В горах на чайной плантации работали два приятеля. Почта туда приходила издалека, и поэтому довольно редко. Один из приятелей, назовем его А., каждый раз получал уйму писем, штук десять — двенадцать, а то и больше. Зато другой, В., не получал ни одного. Он с завистью смотрел, как А. берет свою стопку писем и читает их одно за другим; ему очень хотелось тоже получить хотя бы одно письмо; и однажды, в ожидании почты, он сказал товарищу: «Слушай, тебе всегда приходит столько писем, а мне — ни одного. Уступи мне какое-нибудь из своих, я дам за него пять фунтов». — «По рукам», — ответил А. Пришла почта, он протянул В. свои письма и сказал: «Выбирай, какое на тебя смотрит». В. отсчитал ему пять фунтов, осмотрел конверты, выбрал, а остальные вернул. Вечером, когда они пили виски с содовой перед ужином, А. невзначай спросил: «А что там, кстати, было в том письме?» — «Не скажу», — ответил В. А. удивился: «Скажи хоть, от кого оно». — «Это мое личное дело», — возразил В. Они заспорили, но В. уперся на своем и так и не пожелал ничего сообщить про купленное письмо. А. обиделся. Несколько последующих недель он так и эдак уговаривал В. показать ему письмо. Но В. ни в какую. В конце концов А., раздосадованный, встревоженный и терзаемый любопытством, не выдержал, подошел к В. и говорит: «Вот что, бери назад свои пять фунтов, а мне верни мое письмо». — «И не подумаю, — ответил В. — Я его купил и деньги заплатил, теперь это не твое письмо, а мое, и я его тебе не уступлю».

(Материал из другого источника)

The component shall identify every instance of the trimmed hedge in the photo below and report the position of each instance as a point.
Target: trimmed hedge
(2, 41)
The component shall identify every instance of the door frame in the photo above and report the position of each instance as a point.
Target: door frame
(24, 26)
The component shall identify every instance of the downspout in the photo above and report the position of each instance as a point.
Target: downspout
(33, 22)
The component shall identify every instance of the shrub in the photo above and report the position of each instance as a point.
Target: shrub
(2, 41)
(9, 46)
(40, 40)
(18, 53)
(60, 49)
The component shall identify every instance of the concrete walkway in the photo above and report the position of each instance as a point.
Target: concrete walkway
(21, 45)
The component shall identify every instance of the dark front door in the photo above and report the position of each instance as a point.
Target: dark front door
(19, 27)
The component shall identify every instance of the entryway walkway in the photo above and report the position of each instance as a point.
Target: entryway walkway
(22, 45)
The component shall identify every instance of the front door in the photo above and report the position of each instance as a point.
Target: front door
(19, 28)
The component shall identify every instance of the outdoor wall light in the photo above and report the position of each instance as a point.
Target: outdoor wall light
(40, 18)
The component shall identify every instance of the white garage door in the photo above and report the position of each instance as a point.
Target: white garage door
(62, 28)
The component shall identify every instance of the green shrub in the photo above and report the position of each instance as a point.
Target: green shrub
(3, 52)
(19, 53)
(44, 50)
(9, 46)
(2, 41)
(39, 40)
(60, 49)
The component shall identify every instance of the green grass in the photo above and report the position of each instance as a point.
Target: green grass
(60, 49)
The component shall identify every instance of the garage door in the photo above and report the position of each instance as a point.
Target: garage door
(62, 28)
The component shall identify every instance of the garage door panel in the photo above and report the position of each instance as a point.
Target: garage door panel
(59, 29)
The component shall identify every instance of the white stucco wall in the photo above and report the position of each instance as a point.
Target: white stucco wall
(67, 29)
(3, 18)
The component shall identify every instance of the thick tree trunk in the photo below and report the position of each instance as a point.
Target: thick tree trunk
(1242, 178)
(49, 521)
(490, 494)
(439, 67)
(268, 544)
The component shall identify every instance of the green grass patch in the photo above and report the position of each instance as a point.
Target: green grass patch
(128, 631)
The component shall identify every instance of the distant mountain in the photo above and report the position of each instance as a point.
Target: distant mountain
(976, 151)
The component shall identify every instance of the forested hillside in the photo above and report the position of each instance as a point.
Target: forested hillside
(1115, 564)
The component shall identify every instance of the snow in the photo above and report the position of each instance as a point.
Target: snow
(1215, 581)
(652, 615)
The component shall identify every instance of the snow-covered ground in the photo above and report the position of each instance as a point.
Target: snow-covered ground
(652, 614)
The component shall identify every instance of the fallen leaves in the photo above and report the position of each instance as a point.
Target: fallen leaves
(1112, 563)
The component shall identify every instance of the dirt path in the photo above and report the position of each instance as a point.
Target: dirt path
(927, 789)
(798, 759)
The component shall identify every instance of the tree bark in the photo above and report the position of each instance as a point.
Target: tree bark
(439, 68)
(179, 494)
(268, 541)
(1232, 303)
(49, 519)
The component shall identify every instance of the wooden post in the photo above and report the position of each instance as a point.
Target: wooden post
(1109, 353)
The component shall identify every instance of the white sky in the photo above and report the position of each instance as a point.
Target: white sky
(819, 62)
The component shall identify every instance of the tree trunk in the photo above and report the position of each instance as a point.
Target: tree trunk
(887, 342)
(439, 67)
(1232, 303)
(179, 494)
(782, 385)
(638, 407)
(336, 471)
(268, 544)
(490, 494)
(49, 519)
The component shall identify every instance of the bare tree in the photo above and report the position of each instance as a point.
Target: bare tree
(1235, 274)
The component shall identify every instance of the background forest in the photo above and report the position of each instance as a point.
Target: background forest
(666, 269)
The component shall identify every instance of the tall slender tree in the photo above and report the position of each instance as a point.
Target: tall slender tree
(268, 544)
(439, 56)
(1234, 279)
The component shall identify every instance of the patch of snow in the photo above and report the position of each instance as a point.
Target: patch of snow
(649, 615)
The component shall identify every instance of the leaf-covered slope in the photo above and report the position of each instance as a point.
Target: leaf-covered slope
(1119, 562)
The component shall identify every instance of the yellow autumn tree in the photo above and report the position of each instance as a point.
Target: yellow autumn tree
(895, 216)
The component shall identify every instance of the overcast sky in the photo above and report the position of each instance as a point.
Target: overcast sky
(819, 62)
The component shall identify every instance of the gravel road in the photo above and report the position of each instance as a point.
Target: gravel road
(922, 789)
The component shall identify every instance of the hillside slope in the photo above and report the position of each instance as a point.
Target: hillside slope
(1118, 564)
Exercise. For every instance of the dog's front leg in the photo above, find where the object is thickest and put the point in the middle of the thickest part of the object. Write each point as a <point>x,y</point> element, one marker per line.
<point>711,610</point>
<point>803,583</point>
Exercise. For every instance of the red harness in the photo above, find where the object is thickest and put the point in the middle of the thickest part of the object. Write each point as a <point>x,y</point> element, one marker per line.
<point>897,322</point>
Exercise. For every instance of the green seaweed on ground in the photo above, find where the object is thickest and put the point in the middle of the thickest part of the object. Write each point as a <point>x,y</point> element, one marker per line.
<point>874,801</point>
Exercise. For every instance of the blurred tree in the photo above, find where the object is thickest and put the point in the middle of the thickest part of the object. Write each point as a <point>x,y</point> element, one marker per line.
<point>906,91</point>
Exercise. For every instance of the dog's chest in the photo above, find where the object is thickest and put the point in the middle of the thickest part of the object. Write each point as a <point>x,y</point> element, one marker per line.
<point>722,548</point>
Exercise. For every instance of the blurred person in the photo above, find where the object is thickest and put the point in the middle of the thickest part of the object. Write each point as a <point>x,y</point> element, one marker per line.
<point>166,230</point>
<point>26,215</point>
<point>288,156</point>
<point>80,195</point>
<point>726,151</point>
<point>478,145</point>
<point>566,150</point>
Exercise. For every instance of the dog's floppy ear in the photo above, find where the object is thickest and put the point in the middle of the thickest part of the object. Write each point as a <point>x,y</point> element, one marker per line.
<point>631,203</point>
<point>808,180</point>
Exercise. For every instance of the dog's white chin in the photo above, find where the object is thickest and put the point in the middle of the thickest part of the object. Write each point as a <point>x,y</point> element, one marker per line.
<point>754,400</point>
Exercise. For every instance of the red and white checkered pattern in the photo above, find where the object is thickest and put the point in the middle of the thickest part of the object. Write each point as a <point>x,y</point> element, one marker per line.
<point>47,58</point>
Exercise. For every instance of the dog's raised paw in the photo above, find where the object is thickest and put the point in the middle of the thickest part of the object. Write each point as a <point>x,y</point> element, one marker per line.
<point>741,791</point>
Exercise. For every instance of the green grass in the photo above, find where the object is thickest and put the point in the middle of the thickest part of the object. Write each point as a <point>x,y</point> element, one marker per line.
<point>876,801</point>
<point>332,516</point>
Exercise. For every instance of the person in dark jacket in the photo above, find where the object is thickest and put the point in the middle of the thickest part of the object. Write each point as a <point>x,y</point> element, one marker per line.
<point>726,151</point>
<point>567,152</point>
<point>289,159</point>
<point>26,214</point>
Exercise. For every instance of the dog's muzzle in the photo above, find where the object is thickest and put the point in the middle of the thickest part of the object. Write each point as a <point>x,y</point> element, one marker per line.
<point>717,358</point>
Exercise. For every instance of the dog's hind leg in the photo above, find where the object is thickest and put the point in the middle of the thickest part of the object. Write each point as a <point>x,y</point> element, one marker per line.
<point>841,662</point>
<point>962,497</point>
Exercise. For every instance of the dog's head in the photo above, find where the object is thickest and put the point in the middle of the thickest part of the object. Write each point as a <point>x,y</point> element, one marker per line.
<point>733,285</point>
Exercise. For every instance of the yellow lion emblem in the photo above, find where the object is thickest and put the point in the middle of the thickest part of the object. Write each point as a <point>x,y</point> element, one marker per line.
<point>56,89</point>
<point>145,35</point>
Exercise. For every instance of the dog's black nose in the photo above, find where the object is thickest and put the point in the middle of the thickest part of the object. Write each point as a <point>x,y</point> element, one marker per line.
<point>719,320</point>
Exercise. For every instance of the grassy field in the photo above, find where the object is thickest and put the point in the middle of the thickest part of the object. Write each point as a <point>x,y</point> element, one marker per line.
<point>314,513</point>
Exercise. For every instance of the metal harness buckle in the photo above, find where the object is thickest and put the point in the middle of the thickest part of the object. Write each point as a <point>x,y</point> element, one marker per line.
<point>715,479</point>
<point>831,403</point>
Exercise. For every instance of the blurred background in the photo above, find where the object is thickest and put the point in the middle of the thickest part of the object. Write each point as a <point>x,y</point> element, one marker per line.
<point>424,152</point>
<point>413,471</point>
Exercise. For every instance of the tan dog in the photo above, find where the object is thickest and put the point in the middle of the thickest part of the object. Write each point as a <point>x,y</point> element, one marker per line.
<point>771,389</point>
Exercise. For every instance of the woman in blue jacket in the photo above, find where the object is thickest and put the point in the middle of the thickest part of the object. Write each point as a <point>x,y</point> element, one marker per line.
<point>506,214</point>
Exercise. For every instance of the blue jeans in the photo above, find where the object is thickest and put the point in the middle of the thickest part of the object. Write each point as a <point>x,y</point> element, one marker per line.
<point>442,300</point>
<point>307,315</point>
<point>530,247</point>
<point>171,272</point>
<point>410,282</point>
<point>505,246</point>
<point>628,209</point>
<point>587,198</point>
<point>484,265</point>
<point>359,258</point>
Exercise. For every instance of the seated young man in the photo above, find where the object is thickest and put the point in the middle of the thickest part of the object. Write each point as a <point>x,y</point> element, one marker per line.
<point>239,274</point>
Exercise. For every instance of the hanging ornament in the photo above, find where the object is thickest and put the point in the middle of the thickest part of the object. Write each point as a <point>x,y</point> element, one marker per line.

Дальше я в «Записной книжке писателя» говорю следующее: «Если бы я принадлежал к новой школе новеллистов, то должен был бы изложить все, как было, и на том поставить точку. Но такая работа не в моем вкусе. Я люблю, чтобы рассказ имел законченную форму, и не вижу, как этого добиться, покуда концовка оставляет какие-то неясности. Но даже если сделать над собой волевое усилие и все-таки бросить читателя в неведении, уж самому-то, по крайней мере, надо знать ответ».
Факты, изложенные моим корреспондентом, многим показались интригующими, какой-то журнал в Канаде и «Нью Стейтсмен» в Англии независимо один от другого объявили среди своих читателей конкурс на лучшую концовку для этого рассказа. И призы были назначены. Но что-то я не помню, чтобы хоть у кого-то вышло что-нибудь путное.
Я читал одну статью о том, как писать рассказы. В ней имелись кое-какие полезные замечания, но главная мысль, на мой взгляд, была совершенно ошибочной. Автор-дама утверждала, что «центром кристаллизации» рассказа является создание характера, а события служат лишь для того, чтобы «оживлять» портрет. Любопытно, что выше она объявляла самыми лучшими на свете рассказами — притчи. Но вряд ли кто сумеет описать характеры Блудного Сына и его брата, или Доброго Самарянина и Человека, который попался разбойникам[5]
. Ведь они совсем не охарактеризованы, нам приходится угадывать, какими они были, сообщаются же о них только самые существенные факты, необходимые, чтобы вывести мораль. И ничего сверх этого не может сделать ни один самый искусный новеллист, а есть у его рассказов мораль или нет, дела не меняет. В его распоряжении слишком мало пространства, негде развивать или описывать характер; в лучшем случае он может выделить основные черты, которые придадут жизненность его персонажу и, значит, убедительность всему рассказу. От начала века люди рассаживались вокруг костра или собирались в кучу на рыночной площади, чтобы слушать рассказчика. Потребность эта в человеке так же глубоко укоренена, как и инстинкт собственности. Я — не более чем рассказчик, и никогда не претендовал на иную роль. Мне самому интересно рассказывать, и за свою жизнь я нарассказывал уйму разных историй.